# Torque of a structure in zero G (space shuttle)

1. May 6, 2009

### mongolianbbq

I am just brainstorming here, but I am wondering about the following:

Look at this picture of the payload bay doors on the space shuttle.

Each door has a torque shaft driven by an actuator. Lets say the required torque to drive the shaft is around 500 in-lb while the shuttle is in orbit.
If I know the angle that the door rotates from closed to open and the dimensions, can I solve for the force required for that torque? Is the correct equation T=r*F*sin(deg)? Do I even need to know any thing about the door itself since this is zero G? Or would I need the dimensions of the torque shaft?

If I am just making a rough estimate (very rough) would it be possible to solve this?

This is not homework, this is just for my personal gain in engineering knowledge. Any ideas, insults, etc, are welcome.

2. May 6, 2009

### belliott4488

I'm not sure what you're asking. If you are just asking what force is required at a given distance from an axis in order to produce a desired torque, then yes, torque = FRsin(theta) is all you need, where theta is the angle between the direction of the force and the line from the axis to the point where the force is applied (it's really F X R, where F and R are vectors). The door is irrelevant since that is what the torque acts upon, not what produces the torque.

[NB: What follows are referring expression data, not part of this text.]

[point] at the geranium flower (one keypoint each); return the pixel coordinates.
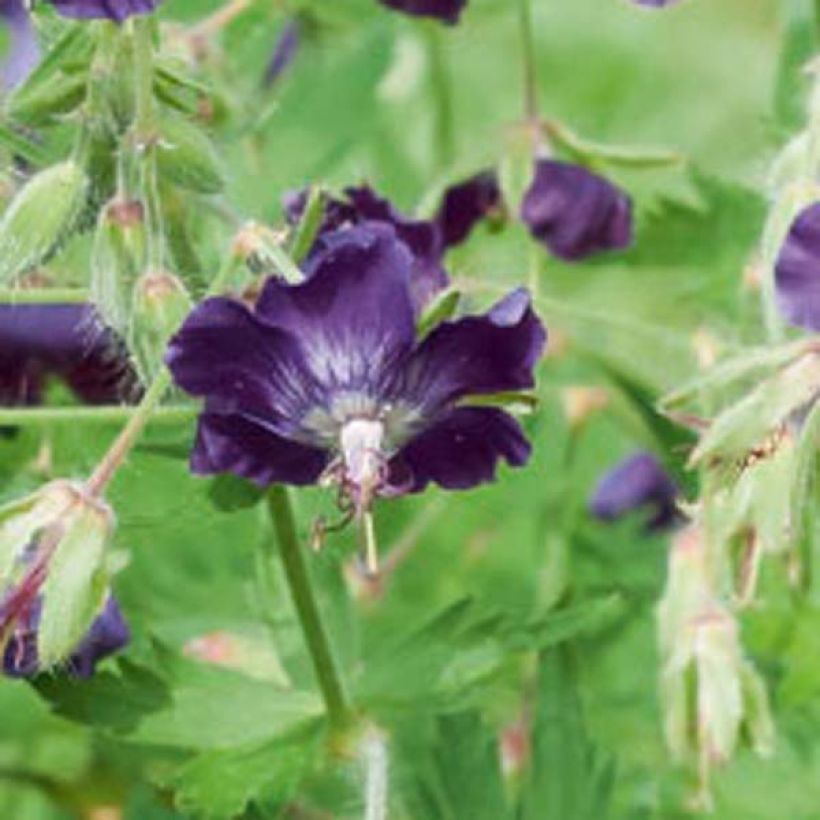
(467, 203)
(67, 342)
(24, 52)
(639, 481)
(359, 204)
(575, 212)
(108, 634)
(797, 271)
(446, 10)
(327, 381)
(117, 10)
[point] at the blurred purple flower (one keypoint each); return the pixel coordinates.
(326, 381)
(362, 204)
(465, 204)
(284, 51)
(24, 51)
(67, 341)
(117, 10)
(108, 634)
(797, 271)
(446, 10)
(639, 481)
(575, 212)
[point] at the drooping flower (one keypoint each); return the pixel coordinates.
(284, 51)
(64, 341)
(639, 481)
(362, 204)
(575, 212)
(465, 204)
(326, 381)
(24, 51)
(446, 10)
(117, 10)
(108, 634)
(797, 271)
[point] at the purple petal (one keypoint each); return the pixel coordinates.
(464, 205)
(637, 481)
(477, 355)
(353, 315)
(117, 10)
(108, 634)
(575, 212)
(224, 352)
(232, 443)
(446, 10)
(284, 52)
(463, 448)
(797, 271)
(24, 52)
(67, 341)
(363, 205)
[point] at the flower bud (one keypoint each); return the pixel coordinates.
(53, 554)
(161, 302)
(40, 217)
(187, 157)
(116, 259)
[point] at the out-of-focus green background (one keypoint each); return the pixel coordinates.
(705, 78)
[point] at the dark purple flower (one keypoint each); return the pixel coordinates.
(66, 341)
(575, 212)
(108, 634)
(466, 204)
(326, 380)
(797, 271)
(284, 52)
(118, 10)
(636, 482)
(446, 10)
(24, 52)
(363, 204)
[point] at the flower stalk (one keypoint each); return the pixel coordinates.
(317, 639)
(530, 79)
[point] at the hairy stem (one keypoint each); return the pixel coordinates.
(328, 676)
(530, 79)
(118, 452)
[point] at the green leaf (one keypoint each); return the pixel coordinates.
(75, 587)
(222, 783)
(566, 780)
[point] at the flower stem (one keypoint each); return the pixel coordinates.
(328, 676)
(442, 98)
(117, 453)
(530, 79)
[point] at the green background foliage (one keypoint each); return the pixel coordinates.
(509, 597)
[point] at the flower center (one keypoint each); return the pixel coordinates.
(362, 441)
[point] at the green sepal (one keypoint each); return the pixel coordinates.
(520, 402)
(441, 308)
(76, 585)
(40, 217)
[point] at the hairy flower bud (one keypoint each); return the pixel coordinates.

If you want to know how fast the door will open up when acted upon by that torque, then yes, you need to know about the door, specifically its moment of inertia.

Last edited: May 6, 2009
3. May 6, 2009

### mongolianbbq

I guess what I'm asking is what is the R? Is that the radius of the torque shaft? Since that is the item being directly driven by the actuator.

4. May 6, 2009

### belliott4488

That depends on where the force is being applied. If it's being applied to the surface of the torque shaft, say by a cable that has been wrapped around it, then yes, R is the radius of the shaft, and theta = 90 degrees.

5. May 6, 2009

### mongolianbbq

I think the force is being applied via a ring gear assembly inside the actuator. So with the teeth of the shaft on the surface i guess the force is being applied to the surface.
Thanks!